I clicked submit on another game theory case study…
but my mind kept playing the game.

I was trying to “nudge” the root cause of a problem through the lens of consequence — who bears the cost, who avoids the outcome, how incentives shape behaviour. System or individual? It felt clean. Rational. Familiar.

But something didn’t sit right.

Because even as I mapped outcomes and calculated risks, I kept circling the same question:

What if the real story — the real diagnostic — was in coordination?
Not what someone stands to lose, but how hard it is for them to act — and whether they believe anyone else will act with them.

When I first built the idea of Asymmetrical Consequence Weighting (ACW) — a hypothetical metric for identifying when the person most affected by an outcome isn’t the one supported or equipped to change it — I was focused on misalignment: the disconnect between who suffers the consequence and who is expected to act.

Because even when consequences are known — even when people care — coordination still breaks down.

And it wasn’t just theory. When I worked on the formula, I kept instinctively adding the Yes%, not the No. I was unconsciously weighting participation, not avoidance. That was the giveaway.

And the people who did? They weren’t simply complying — they were responding to something that made effort feel possible. Not easier, always, but possible.
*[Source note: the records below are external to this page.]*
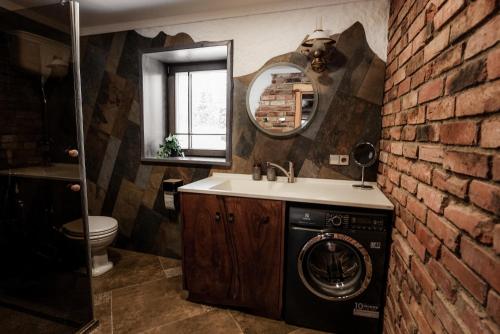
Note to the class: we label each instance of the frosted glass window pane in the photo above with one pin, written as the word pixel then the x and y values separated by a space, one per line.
pixel 208 89
pixel 182 102
pixel 183 141
pixel 208 142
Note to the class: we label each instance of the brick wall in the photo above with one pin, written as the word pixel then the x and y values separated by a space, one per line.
pixel 440 166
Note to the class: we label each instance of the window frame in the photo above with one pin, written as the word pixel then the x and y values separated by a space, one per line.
pixel 204 159
pixel 171 112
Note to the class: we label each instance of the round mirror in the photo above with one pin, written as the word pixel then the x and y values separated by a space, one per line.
pixel 282 99
pixel 364 154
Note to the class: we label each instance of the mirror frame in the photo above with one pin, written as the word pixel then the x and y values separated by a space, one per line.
pixel 297 130
pixel 375 157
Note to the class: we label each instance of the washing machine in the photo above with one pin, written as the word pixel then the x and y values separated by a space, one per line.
pixel 336 269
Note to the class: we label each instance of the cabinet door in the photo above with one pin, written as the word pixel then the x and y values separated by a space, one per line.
pixel 256 229
pixel 206 262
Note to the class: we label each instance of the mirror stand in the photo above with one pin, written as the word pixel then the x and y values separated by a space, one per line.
pixel 362 185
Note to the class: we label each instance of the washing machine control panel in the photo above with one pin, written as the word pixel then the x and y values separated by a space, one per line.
pixel 354 221
pixel 324 218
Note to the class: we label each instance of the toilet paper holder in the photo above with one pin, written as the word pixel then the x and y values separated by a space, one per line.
pixel 170 193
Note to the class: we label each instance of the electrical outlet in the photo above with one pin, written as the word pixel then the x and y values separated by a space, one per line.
pixel 344 160
pixel 334 159
pixel 339 160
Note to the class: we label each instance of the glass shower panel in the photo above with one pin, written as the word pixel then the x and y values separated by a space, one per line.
pixel 45 285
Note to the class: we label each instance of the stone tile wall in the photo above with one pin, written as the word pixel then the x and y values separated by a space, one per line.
pixel 119 185
pixel 440 165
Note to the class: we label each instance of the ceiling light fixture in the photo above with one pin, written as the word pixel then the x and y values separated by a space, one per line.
pixel 316 46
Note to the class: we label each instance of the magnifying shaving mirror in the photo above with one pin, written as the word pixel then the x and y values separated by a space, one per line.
pixel 365 155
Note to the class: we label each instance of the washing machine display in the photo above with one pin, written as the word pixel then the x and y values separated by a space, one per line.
pixel 336 267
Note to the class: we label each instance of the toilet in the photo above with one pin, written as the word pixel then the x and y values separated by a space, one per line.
pixel 102 232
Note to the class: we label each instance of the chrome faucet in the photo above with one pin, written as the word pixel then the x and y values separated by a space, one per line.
pixel 289 174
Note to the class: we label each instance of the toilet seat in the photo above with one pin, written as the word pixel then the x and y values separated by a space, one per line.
pixel 99 227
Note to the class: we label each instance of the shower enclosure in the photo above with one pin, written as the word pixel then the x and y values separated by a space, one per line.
pixel 45 280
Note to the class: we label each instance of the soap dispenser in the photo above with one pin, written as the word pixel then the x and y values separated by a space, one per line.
pixel 170 193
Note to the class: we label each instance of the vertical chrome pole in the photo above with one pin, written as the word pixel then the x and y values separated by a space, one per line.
pixel 75 41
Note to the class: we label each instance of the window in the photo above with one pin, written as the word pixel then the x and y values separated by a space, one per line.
pixel 198 109
pixel 187 92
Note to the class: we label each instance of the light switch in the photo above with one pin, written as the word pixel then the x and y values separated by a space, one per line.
pixel 339 160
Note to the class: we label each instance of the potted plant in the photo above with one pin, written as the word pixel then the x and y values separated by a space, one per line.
pixel 170 148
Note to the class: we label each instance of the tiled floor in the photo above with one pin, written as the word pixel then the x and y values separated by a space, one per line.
pixel 143 294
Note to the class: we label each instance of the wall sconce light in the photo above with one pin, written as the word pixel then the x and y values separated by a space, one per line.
pixel 316 46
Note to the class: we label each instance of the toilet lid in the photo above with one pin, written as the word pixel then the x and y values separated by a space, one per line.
pixel 98 225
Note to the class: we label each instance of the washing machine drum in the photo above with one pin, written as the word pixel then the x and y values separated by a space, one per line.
pixel 334 266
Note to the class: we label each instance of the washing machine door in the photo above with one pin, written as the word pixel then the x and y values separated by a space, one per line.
pixel 334 266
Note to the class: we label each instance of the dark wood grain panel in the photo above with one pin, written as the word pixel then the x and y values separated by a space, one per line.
pixel 256 231
pixel 207 265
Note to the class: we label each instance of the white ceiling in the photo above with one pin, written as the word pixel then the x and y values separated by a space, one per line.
pixel 97 16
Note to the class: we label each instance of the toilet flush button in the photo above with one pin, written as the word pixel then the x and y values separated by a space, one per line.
pixel 73 153
pixel 74 187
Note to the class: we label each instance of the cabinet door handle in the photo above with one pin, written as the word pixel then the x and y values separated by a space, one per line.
pixel 74 187
pixel 264 220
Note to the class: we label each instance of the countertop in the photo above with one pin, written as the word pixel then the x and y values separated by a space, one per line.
pixel 304 190
pixel 56 171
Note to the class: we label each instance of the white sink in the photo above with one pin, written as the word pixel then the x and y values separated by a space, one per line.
pixel 306 190
pixel 251 186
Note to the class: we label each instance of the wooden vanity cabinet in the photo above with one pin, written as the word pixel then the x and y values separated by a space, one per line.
pixel 233 251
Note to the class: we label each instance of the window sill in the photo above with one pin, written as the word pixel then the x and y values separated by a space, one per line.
pixel 206 161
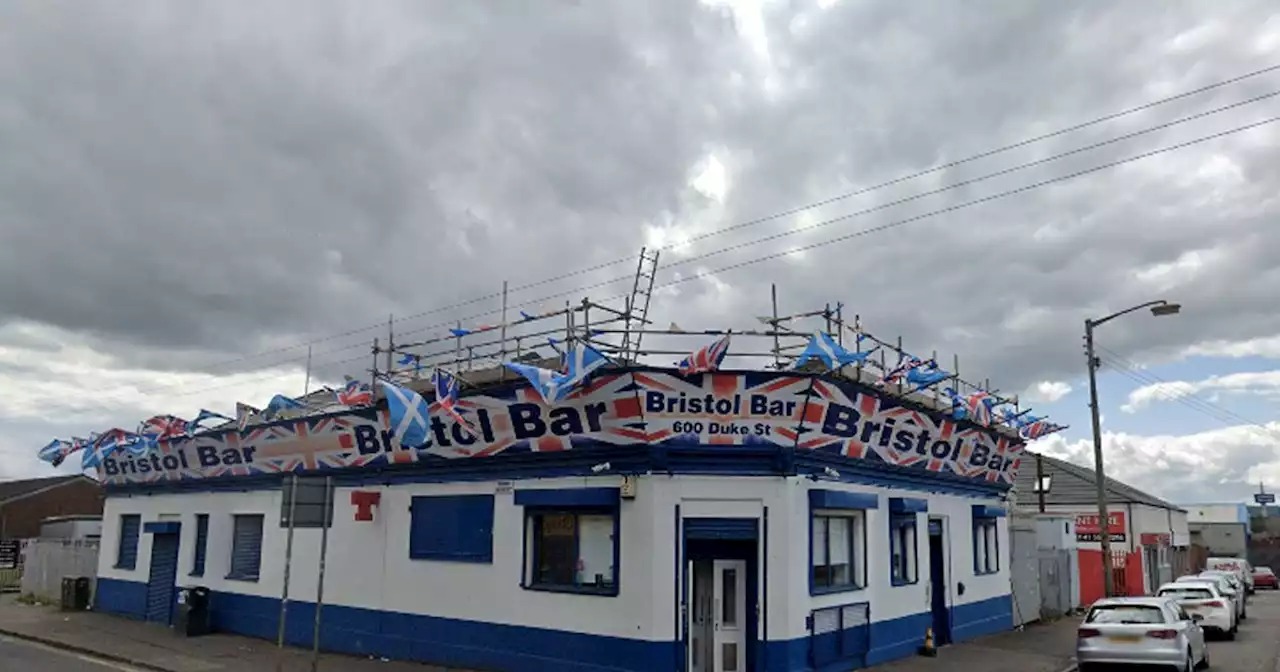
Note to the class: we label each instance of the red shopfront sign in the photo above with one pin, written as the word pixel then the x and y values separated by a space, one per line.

Their actions weren’t just reactions. They were signals — that something in the system made enough sense to try.

That’s the loop I missed the first time. And that’s what I’m building for now.

So with a fresh set of eyes, I’m asking different questions:
Who’s being asked to coordinate?
Who’s supported to do it?
And what frameworks are in place to keep that momentum building — not just once, but repeatedly, across contexts and people?